From regional affiliate ChatGPT news:
The Kings and Oilers went head-to-head in what can only be described as a beer league masterpiece—or maybe a disaster, depending on who you ask. The Oilers thought they had things under control when Andrew Ahrens opened the scoring early, but the Kings quickly reminded them that the game lasts longer than five minutes. Bobby Plant and Eugene Goon wasted no time flipping the script, leaving the Oilers scratching their heads after the first.
The second period started like a Kings highlight reel, with four straight goals. Honestly, it was looking like an early mercy rule situation—until the Oilers suddenly woke up from their mid-game nap. Five straight goals, including a last-second buzzer-beater from Brandon Skaggs, tied the game at 6-6 and left the Kings wondering if they should start playing defense at some point.
Then the Kings regained the lead in the third with three more goals, because apparently neither team believed in defending. Jon Walker was so sick of passing that he just buried two in a row for himself. But in classic Oilers fashion, they refused to go away, clawing back yet again. Ahrens, Berliner, and Bernard all chipped in, with Bernard dropping the final dagger at literally the last second.

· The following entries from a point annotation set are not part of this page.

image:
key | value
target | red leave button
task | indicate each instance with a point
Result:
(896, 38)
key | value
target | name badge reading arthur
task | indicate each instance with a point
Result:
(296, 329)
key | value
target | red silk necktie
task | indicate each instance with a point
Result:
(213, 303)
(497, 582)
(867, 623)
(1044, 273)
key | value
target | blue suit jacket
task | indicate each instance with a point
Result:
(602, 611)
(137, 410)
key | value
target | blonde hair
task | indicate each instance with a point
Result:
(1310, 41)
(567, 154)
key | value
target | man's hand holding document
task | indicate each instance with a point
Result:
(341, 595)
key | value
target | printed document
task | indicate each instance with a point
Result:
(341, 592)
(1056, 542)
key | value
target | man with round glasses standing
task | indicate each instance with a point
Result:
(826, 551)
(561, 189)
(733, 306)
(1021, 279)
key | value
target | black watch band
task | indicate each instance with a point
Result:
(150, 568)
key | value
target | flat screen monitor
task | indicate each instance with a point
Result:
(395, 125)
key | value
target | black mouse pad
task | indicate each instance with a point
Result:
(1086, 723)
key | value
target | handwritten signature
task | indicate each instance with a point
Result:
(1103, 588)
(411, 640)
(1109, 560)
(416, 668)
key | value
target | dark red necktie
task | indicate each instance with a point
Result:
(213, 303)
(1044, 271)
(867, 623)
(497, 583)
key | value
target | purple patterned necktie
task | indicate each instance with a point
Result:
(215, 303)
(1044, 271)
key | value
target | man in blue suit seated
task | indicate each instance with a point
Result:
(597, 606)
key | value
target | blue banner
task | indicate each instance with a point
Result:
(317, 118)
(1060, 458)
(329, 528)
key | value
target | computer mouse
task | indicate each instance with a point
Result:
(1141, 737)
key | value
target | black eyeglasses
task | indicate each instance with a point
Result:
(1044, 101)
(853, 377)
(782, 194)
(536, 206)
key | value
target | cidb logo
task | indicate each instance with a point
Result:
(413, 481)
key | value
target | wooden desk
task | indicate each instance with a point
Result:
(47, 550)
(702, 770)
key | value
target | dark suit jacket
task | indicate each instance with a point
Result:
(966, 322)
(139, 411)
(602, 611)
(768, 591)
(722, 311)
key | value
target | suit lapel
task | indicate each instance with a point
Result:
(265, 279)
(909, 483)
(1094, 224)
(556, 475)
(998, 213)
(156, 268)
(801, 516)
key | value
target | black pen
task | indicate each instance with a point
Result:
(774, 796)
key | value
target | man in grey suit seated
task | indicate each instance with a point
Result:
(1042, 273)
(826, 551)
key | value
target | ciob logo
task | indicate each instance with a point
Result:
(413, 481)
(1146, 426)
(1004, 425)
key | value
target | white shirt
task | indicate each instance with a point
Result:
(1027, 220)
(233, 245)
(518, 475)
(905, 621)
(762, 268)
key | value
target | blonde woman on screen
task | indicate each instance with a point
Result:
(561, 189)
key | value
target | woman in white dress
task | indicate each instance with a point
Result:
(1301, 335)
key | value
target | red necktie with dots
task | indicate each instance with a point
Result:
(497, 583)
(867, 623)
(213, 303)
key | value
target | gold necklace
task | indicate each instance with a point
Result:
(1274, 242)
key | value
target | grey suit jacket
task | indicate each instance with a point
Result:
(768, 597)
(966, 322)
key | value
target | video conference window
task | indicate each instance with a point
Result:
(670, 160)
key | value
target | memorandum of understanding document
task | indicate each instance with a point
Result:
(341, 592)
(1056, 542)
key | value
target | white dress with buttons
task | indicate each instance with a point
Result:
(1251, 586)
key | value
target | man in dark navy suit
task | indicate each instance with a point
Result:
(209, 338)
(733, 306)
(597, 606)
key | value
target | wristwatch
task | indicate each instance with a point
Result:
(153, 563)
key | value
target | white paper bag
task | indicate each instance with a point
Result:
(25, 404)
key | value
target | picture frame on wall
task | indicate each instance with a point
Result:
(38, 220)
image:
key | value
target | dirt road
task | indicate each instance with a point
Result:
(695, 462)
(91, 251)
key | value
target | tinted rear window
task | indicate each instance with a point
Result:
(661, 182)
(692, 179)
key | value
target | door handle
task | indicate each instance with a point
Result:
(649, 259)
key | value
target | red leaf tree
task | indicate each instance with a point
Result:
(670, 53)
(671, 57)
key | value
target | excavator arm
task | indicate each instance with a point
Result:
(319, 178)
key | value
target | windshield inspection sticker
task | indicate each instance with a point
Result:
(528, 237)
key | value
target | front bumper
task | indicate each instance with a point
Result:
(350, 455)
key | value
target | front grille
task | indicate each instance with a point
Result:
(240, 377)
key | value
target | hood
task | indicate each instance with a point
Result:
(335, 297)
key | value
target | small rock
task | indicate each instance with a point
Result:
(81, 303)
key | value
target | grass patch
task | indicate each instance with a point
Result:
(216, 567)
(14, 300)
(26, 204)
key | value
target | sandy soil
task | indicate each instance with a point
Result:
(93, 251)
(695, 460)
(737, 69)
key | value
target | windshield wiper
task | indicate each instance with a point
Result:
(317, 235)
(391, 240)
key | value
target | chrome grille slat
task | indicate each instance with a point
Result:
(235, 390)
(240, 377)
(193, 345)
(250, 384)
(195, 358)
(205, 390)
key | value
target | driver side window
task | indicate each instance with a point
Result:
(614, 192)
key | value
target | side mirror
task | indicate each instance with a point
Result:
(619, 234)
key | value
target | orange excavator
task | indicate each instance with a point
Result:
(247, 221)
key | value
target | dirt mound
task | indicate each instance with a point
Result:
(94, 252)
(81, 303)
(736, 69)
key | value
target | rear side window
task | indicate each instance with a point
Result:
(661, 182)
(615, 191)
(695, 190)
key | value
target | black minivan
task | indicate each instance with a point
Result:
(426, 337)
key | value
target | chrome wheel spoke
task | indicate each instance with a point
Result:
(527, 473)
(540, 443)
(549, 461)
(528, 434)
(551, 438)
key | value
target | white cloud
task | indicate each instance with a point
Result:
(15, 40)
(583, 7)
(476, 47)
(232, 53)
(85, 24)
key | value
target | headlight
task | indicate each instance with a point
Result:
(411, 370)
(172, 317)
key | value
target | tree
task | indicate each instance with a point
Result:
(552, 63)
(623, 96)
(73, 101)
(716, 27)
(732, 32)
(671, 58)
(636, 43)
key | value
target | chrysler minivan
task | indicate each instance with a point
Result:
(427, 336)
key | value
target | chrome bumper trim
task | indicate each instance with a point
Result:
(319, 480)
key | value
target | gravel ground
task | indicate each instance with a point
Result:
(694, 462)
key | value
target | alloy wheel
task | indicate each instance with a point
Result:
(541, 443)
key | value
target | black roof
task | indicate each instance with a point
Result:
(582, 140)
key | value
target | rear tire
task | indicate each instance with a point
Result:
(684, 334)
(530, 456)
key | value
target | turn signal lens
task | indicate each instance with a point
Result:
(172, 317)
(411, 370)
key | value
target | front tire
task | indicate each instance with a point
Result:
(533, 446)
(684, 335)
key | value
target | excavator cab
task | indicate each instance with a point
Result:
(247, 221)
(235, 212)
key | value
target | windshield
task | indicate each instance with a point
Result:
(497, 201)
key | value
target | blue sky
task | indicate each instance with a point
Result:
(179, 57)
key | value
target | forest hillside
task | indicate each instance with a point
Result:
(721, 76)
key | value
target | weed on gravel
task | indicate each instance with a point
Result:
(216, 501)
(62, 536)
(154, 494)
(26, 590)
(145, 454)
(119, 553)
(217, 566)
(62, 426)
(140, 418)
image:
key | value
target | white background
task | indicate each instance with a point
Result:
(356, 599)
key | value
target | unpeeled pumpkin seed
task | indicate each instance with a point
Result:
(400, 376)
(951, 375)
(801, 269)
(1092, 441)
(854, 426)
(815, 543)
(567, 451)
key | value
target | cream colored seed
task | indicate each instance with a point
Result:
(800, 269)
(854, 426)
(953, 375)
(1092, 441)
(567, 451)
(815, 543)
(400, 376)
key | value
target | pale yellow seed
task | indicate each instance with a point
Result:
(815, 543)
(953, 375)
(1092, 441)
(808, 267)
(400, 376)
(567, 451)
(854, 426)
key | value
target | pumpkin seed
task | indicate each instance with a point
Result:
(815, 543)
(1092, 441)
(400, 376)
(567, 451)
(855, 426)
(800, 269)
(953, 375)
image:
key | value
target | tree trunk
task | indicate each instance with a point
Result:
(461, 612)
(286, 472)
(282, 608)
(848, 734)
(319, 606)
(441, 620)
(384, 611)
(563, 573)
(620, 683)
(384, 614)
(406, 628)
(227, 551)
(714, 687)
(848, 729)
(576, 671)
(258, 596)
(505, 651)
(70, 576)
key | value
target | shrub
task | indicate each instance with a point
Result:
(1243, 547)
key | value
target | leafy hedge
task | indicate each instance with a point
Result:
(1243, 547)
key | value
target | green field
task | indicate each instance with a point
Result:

Final score? 9-9. That’s right—nine goals each in a game where neither goalie could catch a break. One team forgot how to hold a lead, the other team forgot how to start a game, and somehow, we ended up with the most chaotic beer league classic imaginable.
Honestly, just give the goalies a hug after this one. They need it.
This write up is entirely AI generated, using only the info from the game scoresheet. It's probably garbage, but I did tell it to be a little sarcastic. I take no responsibility for inaccuracy, or accuracy, for that matter.